100%|██████████| 10/10 [00:07<00:00,  1.38it/s]

make_loss_plot(trials, fixed, variable)

100%|██████████| 6/6 [00:00<?, ?it/s]

<Figure size 3000x2400 with 0 Axes>

newfig = make_scatterplot(trials, fixed, variable)

100%|██████████| 6/6 [00:00<00:00, 407.27it/s]

In this case, while we can achieve marginally faster convergence, Classical NMF has substantially lower loss.

1.4 | Low data rank, low $r$

trials, fixed, variable = full_settings(nn=True, use_NMF=True, 
                                        subiters=[1,5,10], k=[1,10],
                                        iters=20, m=100, n=100, l=0, n_trials=10,
                                        data_rank=10, r=10) # <<<<<

100%|██████████| 10/10 [00:02<00:00,  4.52it/s]

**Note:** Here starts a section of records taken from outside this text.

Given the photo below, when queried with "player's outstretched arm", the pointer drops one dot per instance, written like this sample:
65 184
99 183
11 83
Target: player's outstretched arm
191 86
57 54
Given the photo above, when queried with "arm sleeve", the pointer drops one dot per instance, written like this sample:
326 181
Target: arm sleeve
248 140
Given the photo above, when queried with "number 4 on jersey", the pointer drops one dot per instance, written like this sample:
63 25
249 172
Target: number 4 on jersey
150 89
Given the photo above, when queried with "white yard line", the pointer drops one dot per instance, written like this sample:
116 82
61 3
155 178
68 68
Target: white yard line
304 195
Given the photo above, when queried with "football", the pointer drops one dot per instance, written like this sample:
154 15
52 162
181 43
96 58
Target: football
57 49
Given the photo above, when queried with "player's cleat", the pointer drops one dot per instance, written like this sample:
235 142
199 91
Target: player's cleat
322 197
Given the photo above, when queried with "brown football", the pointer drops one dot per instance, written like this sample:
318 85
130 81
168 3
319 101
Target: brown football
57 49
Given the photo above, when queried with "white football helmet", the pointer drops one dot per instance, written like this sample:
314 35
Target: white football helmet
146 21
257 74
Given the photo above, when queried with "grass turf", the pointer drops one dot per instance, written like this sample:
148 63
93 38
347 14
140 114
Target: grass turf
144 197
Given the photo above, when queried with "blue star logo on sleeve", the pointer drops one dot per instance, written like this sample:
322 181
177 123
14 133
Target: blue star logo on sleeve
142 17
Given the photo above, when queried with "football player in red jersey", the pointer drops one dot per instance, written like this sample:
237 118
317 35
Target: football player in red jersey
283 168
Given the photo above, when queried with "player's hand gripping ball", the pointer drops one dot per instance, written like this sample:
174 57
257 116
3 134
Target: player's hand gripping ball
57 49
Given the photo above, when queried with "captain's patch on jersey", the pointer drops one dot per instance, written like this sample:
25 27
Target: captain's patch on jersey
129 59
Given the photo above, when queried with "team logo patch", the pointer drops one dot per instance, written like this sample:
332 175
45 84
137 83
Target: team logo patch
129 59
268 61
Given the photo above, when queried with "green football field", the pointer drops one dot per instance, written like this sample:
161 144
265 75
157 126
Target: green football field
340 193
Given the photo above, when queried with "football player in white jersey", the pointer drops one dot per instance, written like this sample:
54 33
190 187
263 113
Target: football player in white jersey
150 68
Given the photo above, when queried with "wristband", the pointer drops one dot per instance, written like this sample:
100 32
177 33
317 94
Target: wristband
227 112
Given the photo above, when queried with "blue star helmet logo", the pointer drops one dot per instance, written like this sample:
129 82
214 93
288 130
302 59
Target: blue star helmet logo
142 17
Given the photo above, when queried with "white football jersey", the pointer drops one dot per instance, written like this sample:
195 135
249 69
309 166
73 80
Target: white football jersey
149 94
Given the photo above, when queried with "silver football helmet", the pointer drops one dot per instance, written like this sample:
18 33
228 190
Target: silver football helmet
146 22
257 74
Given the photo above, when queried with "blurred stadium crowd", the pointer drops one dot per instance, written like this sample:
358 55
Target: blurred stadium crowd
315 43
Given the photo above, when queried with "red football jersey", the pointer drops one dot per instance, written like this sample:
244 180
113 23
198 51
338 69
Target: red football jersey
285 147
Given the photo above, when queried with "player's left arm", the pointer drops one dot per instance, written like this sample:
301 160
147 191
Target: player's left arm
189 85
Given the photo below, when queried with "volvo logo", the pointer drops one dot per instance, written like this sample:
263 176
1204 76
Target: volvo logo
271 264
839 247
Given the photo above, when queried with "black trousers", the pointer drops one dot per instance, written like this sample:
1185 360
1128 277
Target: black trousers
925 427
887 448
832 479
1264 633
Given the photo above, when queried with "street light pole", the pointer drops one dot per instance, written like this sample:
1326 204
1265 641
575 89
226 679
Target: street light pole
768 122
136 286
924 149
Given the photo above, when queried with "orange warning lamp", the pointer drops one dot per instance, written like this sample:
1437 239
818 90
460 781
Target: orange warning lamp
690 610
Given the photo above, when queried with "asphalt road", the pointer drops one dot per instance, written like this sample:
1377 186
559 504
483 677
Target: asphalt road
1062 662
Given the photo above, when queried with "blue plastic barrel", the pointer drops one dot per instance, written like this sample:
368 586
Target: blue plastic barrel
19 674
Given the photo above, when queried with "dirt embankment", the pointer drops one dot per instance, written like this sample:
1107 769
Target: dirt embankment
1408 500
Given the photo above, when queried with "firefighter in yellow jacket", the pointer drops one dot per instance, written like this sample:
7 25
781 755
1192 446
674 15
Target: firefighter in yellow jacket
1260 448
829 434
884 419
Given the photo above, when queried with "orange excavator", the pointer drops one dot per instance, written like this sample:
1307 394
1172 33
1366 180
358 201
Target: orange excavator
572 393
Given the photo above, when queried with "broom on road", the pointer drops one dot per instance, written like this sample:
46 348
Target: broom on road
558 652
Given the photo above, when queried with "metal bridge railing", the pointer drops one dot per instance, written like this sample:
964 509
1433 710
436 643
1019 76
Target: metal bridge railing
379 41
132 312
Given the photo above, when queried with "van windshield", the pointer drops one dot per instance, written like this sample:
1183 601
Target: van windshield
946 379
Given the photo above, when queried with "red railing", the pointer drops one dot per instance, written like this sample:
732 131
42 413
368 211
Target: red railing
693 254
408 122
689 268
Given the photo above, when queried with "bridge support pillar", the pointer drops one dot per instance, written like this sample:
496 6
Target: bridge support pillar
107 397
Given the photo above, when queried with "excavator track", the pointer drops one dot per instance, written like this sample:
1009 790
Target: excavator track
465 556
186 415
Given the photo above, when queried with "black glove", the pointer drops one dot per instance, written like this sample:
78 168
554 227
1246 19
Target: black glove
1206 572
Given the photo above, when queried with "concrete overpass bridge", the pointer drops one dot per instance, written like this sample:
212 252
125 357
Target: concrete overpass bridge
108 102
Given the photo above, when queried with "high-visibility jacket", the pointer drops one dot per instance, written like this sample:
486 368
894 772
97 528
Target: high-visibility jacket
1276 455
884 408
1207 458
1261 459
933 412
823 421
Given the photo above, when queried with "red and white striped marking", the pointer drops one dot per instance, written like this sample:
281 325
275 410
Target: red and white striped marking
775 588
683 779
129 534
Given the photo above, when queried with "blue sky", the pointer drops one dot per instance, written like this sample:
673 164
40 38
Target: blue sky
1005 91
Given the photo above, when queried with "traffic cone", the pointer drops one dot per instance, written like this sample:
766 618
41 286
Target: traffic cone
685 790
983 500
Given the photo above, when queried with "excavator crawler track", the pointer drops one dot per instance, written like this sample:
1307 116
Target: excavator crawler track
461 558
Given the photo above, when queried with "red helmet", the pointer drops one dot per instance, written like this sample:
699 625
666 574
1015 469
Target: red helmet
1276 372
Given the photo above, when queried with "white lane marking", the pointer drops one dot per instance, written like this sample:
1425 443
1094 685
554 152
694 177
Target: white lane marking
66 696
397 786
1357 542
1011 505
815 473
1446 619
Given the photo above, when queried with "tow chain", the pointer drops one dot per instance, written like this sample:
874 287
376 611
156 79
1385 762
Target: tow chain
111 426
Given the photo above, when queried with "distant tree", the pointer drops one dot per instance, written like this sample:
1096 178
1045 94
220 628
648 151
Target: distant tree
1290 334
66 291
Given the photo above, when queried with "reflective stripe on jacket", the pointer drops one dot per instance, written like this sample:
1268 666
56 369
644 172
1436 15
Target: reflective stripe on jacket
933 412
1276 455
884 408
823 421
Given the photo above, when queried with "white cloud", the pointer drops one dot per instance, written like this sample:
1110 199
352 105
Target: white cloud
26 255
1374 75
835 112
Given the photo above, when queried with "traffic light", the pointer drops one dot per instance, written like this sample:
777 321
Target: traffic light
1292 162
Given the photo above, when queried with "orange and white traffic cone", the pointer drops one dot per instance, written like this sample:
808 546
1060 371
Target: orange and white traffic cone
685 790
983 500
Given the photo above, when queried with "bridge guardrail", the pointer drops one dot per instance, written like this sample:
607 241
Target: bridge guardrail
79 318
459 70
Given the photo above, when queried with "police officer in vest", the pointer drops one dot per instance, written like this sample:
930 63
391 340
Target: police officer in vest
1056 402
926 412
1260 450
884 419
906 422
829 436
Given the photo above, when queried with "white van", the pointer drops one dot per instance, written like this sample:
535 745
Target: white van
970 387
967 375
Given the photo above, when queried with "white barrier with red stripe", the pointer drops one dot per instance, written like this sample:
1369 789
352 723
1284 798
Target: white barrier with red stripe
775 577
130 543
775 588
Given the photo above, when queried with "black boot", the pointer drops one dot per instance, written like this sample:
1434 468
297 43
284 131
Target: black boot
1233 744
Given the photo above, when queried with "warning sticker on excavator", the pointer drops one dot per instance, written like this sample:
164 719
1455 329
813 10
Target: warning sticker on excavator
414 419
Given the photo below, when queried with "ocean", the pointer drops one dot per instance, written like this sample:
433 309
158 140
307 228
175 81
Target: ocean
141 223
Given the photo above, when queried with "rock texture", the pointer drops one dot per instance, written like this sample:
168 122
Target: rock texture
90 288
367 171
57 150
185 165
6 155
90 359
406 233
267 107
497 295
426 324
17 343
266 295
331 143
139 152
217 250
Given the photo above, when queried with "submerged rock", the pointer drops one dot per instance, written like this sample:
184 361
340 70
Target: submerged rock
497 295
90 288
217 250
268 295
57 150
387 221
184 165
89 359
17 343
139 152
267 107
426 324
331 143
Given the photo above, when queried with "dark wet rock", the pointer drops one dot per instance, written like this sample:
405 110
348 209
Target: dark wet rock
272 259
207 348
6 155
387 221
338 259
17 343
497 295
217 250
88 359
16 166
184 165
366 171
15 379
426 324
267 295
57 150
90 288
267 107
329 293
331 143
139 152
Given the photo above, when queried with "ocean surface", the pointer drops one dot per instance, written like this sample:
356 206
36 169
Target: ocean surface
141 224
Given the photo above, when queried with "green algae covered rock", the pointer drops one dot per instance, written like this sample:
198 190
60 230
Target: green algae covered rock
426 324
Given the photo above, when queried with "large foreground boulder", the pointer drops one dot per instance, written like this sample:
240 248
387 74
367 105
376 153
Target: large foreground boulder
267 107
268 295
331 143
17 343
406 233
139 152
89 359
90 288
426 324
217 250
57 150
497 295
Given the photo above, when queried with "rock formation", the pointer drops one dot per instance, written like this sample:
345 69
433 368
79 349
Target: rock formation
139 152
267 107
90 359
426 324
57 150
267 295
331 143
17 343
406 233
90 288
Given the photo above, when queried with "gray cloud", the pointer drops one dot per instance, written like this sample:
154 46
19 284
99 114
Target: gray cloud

make_loss_plot(trials, fixed, variable)

100%|██████████| 6/6 [00:00<00:00, 937.31it/s]

<Figure size 3000x2400 with 0 Axes>

newfig = make_scatterplot(trials, fixed, variable)

100%|██████████| 6/6 [00:00<00:00, 999.12it/s]

In this case, we have a trade-off: more subiterations yield lower losses at the cost of higher time. Increasing the rank of the updates does not seem useful.

2 | Gradient Descent vs. ALS

These are first attempts at implementing ALS updates in Python, matching Kamrun's MATLAB implementation. We have initial results as below, but there are still some problems: we are running into non-convergence issues (Intel mKL ERROR: Parameter 4 was incorrect on entry to DLASCL.) when trying to run with certain parameter settings. This may be a simple error in the code, or it may have to do with differences with the MATLAB / and \ operators and NumPy's linalg.lstsq solver. I am less familiar with the former, so I will need to look into this.

trials, fixed, variable = full_settings(nn=True, use_NMF=True, 
                                        subiters=[1,10], k=[1,10],
                                        iters=20, m=100, n=100, l=0, n_trials=10,
                                        data_rank=50, r=10,
                                       kind = ['gd', 'als']) # <<<<<

100%|██████████| 10/10 [00:08<00:00,  1.22it/s]

make_loss_plot(trials, fixed, variable)

100%|██████████| 8/8 [00:00<00:00, 529.48it/s]

<Figure size 3000x2400 with 0 Axes>

newfig = make_scatterplot(trials, fixed, variable)

100%|██████████| 8/8 [00:00<00:00, 691.83it/s]

make_interpolated_timing_plot(trials, fixed, variable)

100%|██████████| 8/8 [00:00<00:00, 484.78it/s]

<Figure size 3000x2400 with 0 Axes>

Overall, though, it seems like ALS updates may be promising for lower loss values, but it seems that they are much more expensive in time. Again, this may be able to be helped with more efficient implementations.